Roger kicked off the discussion by talking about the challenge of retrofitting cybersecurity in the face of the digitalization of water, as well as the interoperability challenges involved with regard to the multitude of sensors from different organizations. Mentioning the “merging of two different worlds”, Paula highlighted just how challenging it can be to bring together traditional industrial industries and new technologies.
Eric went on to discuss how the increase in devices being scattered across large geographic areas has broadened the potential “attack surface” from a cybersecurity point of view. However, he also mentioned the potential to design security into the SCADA replacement initiatives that are happening across the board.
Is the digitalization of water forcing a culture shift in the industry and a change in the way personnel are being trained?
Tom then went on to ask the experts about how they believe cyber resiliency can be created within teams, and how the skill set and experience necessary to uphold cyber resiliency can be fostered.
Roger talked about how, in his experience, cyber resiliency has to be trained from within, and that everyone — from engineers to HR and finance — need to understand the need for it. He said that as well as an awareness of customer data, there also needs to be an awareness of denial of service threats, too.
Paula brought up that with the digitalization of water comes the potential for multiple types of security attacks and threats, which means a wider set of skills is needed to meet these head on. She also mentioned how the culture around security may be different for personnel working in plants, since they haven’t had security concerns and protocols ingrained in their work from the get-go. This further highlights how important it is to ensure that all staff are trained on cyber security issues.

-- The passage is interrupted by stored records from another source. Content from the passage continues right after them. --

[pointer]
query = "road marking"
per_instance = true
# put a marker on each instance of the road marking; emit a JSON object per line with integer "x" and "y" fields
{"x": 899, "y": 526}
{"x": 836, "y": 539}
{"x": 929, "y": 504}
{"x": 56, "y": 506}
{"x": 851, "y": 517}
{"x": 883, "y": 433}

Eric then went on to mention how most critical infrastructure companies have safety built into their core missions statements, and can tap into their I.T. department to begin initial cyber security training. He also noted the intrinsic challenges of the rapid expansion of digitalization across operating environments and how this can impact the protection of assets.
What lessons can be learned from recent changes?
Wrapping up the session, Tom asked the experts to reflect on any successful changes they’ve implemented recently.
Explaining how he was brought in to build the cybersecurity program at Hampton Roads Sanitation Districts (HRSD), Roger reflected on how they’ve homogenized working with SCADA and DCS partners to fit everything into a single profile. By knowing exactly who they’re working with and on what has meant that they’ve been able to build solid relationships. Roger also mentioned how selecting a security partner that works best for the specific organization, rather than one that works best for everyone else helps to ensure a better culture fit.
Commenting on knowledge sharing between departments and divisions, Paula highlighted the importance of being proactive in the face of cybersecurity challenges. She said that organizations should not wait to learn lessons — especially in the water industry, due to the real impact on real people — but strive to anticipate and learn how to best prevent mistakes from occurring.
Following on from this, she also mentioned how cybersecurity should not be a trickle-down exercise, but an organization-wide priority which involves providing the relevant knowledge, tools, and education to members from all teams.
Finally, in regards to the evolving regulatory landscape, Eric hammered home how important it is for entire organizations to understand the shift in cybersecurity, and especially so around the expectation that everyone has a role to play. He also highlighted how crucial it is for organizations to ensure that cybersecurity is a part of the fabric of organizations.